An all-too-familiar-sounding guitar motif slithers into earshot, exposed but not alone. Before you have a chance to infer its purpose, it’s joined by a sonic armada – one that is instantly overwhelming and unceasing in its hostility. Chaos gives way to order as everything settles into a steady groove, then it all reverts to chaos, then back to order, alternating between the two states in an irregular yet calculated manner. Forcibly swept up but simultaneously fascinated, you sit in anticipation, not of a timely conclusion, but of what you’ll hear next. The pattern repeats until the aptly-titled “Epiphany”, by which time all you can really do is let everything sink in as words fail you.
Atonement is quintessential Immolation, in that just about everything that can be said about it has already been said about its predecessors. Make no mistake, that’s not to malign the album as an entity, but differentiating it from, say,
Majesty and Decay or
Kingdom of Conspiracy on a stylistic level is a struggle at best. It’s a bit more groove-oriented than either of them, and is much more listenable than the latter, by virtue of Zach Ohren’s newfound respect for boundaries concerning dynamic range compression. Sonically, it’s still clean as a whistle; Steve Shalaty’s metronomic drumming scythes its way through the mix but stops well before the threshold of pain. As such, you don’t need to be
too hesitant with the volume, as everything congeals together with fluidity and without sacrificing Immolation’s unmistakable sense of malice.

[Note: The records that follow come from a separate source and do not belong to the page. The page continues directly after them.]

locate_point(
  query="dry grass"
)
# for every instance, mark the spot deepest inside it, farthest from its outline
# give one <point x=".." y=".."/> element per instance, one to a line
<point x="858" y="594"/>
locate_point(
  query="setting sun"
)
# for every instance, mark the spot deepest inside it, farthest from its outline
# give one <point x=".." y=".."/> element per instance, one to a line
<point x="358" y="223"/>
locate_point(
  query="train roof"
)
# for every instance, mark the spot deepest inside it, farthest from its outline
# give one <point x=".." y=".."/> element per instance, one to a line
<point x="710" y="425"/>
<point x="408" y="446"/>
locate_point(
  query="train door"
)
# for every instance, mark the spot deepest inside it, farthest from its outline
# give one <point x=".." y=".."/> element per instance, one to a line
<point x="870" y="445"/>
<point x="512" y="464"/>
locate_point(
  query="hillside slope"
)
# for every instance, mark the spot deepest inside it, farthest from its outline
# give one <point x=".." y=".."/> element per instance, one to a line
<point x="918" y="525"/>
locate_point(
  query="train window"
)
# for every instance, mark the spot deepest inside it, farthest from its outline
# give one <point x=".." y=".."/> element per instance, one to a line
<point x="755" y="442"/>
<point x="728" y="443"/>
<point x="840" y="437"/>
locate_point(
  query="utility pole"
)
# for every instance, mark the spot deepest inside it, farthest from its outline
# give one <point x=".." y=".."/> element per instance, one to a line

Axeman Rob Vigna is in his element, penning leads and riffs with exquisitely veiled intricacy and delivering them with appreciable force. The usual plateau of percussive downstrokes, oddball bends, pinch harmonics and solos that loiter on the edges of tonality are in abundance, only seeming to enjoy a little more breathing space this time around. “Fostering the Divide” is a good illustration of this. The two main assaults are separated and bookended by bouts of minimal, tribal-esque drumming and auspicious, droning guitar lines – eerily reminiscent of an ancient call to arms. These minor yet oddly theatrical intermissions serve the rest of the material well, and give the listener a vital ration of auditory relief in the process.

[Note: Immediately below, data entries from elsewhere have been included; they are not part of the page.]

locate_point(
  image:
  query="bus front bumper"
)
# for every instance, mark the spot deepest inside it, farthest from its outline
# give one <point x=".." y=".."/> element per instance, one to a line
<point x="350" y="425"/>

Don’t be fooled into thinking these creative decisions are made out of sympathy, however, because all they do is augment the carnage when the band wage war on your senses. “When the Jackals Come", the title-track and “The Power of Gods” all make good cases for being
Atonement’s most ruthless track, but the album’s true bastions lay just shy of these extremes. Vigna’s unusual, dare I say, melodic use of pinch harmonics that form the crux of “Lower” make the song an instant standout – alien in terms of timbre but alluring in its sensibilities. In a way, it represents a musical parallel to the angel adorning
Atonement’s cover; Immolation’s music has once again taken a familiar form, only to contort it so as to spell out your inescapable fate.